El rey sabio

Todo ese orbe de la Antigüedad pagana es el que se ampliará a través de la Escuela de Traductores

A Alfonso X el Sabio, de quien ayer se cumplieron ocho siglos, se le deben una buena porción de obras extraordinarias: el cuerpo legislativo de las Partidas, la Crónica General de España y la Grande y General Historia. A ellas deben añadirse, como corolario científico, los compendios astronómicos por donde el siglo auscultó el arcano celeste, y un libro dedicado al ajedrez y los dados, a modo de breviario cortesano. A esto se suman, de igual modo, las Cantigas dedicadas a la Virgen, escritas en un gallego musical y claro, y por supuesto, la Escuela de Traductores de Toledo, cuya importancia estamos lejos de reconocerle. Digamos, en fin, que Alfonso X escribe en castellano, en castelán, unas décadas antes de que Dante lo hiciera en italiano ("Nel mezzo del cammin di nostra vita..."), y con varios siglos de adelanto sobre el uso común del francés, tan celebrado en Montainge y Descartes.

El ensayismo reciente tiende a formular como hijo de la excepción y del azar lo que no es sino una vasta y laboriosa tradición. Según Cahill, fue Irlanda quien salvó la civilización tras la caída de Roma, copiando manuscritos de la Antigüedad pagana.
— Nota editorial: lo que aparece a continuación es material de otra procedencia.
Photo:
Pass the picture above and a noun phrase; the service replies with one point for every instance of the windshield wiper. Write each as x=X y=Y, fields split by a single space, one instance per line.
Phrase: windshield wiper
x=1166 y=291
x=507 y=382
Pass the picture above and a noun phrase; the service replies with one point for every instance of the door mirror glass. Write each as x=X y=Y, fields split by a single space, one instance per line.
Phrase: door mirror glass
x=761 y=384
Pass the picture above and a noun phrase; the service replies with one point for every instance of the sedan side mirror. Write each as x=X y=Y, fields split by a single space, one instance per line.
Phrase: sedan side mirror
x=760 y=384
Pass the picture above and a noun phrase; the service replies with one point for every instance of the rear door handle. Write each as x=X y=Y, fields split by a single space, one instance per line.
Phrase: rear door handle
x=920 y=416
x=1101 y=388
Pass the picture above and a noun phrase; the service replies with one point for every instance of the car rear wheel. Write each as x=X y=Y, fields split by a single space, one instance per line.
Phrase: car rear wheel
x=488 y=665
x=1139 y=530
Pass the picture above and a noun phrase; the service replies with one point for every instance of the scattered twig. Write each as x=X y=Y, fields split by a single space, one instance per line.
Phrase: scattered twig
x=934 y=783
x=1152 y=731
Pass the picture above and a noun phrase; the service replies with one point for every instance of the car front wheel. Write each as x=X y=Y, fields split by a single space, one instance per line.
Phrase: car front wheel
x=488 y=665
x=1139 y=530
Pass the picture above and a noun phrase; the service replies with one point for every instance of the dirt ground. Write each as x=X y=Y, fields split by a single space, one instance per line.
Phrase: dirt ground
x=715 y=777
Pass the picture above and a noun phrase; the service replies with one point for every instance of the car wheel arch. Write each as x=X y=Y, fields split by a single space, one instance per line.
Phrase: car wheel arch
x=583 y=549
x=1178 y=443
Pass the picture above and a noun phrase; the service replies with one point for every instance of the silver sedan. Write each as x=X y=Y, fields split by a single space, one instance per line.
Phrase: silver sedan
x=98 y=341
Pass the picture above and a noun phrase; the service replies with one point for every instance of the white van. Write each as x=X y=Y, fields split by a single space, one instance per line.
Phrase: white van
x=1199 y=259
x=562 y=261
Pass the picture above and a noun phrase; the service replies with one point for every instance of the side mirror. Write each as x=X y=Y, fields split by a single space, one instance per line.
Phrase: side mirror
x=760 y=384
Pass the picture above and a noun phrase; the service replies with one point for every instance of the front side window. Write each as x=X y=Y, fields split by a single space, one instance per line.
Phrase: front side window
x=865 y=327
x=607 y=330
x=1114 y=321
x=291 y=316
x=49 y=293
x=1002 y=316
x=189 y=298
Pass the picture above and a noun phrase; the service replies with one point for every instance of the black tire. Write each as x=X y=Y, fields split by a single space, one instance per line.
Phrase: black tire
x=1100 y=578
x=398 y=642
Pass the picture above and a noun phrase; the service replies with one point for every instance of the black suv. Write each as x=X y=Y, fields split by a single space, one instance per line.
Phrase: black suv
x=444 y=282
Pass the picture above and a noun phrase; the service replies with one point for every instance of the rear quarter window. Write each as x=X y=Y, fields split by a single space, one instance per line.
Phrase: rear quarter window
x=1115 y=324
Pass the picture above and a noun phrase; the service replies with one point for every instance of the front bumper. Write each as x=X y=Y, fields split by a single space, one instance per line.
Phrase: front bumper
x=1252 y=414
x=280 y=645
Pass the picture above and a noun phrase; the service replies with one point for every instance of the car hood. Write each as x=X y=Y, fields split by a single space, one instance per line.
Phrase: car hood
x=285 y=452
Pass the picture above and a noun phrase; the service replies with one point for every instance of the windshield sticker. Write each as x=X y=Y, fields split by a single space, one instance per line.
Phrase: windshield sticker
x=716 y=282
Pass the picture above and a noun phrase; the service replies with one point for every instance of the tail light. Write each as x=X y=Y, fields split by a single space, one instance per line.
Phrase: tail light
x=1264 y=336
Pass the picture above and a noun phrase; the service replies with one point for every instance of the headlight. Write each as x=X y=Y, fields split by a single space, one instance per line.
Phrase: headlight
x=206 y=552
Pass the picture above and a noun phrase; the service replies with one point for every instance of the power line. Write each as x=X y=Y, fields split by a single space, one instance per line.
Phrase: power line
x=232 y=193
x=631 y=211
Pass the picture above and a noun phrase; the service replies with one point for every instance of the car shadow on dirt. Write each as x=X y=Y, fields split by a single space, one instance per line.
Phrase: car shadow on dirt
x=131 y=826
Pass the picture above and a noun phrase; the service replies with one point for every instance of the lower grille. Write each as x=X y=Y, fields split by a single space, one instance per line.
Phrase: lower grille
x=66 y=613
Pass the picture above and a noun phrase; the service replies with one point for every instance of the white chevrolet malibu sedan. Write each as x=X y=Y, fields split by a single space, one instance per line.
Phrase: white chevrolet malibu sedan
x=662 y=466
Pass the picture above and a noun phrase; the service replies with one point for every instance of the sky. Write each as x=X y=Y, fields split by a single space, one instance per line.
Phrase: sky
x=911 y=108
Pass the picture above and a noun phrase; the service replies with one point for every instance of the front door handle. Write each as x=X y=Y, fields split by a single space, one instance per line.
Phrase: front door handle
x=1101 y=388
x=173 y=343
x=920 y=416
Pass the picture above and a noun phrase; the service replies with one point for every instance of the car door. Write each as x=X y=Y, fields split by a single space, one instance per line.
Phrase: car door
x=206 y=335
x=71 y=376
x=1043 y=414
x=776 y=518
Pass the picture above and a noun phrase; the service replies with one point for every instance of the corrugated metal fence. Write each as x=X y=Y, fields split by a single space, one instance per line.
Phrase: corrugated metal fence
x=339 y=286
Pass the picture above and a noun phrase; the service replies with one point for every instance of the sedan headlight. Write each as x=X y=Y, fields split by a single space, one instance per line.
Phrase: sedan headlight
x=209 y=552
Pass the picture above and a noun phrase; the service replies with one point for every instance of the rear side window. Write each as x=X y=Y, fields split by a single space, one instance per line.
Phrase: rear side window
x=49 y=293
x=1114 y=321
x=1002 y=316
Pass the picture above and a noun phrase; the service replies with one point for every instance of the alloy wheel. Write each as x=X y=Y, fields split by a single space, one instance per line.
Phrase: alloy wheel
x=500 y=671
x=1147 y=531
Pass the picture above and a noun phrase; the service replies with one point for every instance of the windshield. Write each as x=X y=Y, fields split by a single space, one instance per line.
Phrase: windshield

Y Grennblatt nos presenta el hallazgo del De rerum natura de Lucrecio, a comienzos del XV, como una suerte de revelación que precipita el Renacimiento. Ninguna de estas cosas es cierta. Apenas muerta Roma, o todavía moribunda, el Occidente cuenta con las obras de Agustín de Hipona, de Jerónimo de Estridón y del formidable compendio de saberes, recogido en las Etimologías de Isidoro de Sevilla, cuya deuda con Plinio el Viejo es evidente. Por otra parte, desde el siglo XII se conocía ya la obra de Diógenes Laercio, y por tanto las enseñanzas de Epicuro -y de Pirron de Elis-, determinantes en la lectura moderna de Lucrecio. Todo ese orbe de la Antigüedad pagana es el que se ampliará, de modo excepcional, a través de la Escuela de Traductores, obra del gran rey toledano. De ahí saldrán, en no poca medida, las versiones (Platón, Aristóteles, Galeno, Euclides, Hipócrates, etc), llegadas a través del árabe, el hebreo y el griego, que luego adquirirán un brillo definitivo, siglo y medio más tarde, en el norte de Italia.

Esos saberes dispersos, como sabemos, llenarán de melancolía las cartas de Petrarca. Antes, sin embargo, han configurado una idea política y cultural de España, de impresionante modernidad, cuyo recuerdo es -paradojas del rey historiador, del rey cronista- tan pobre como incierto.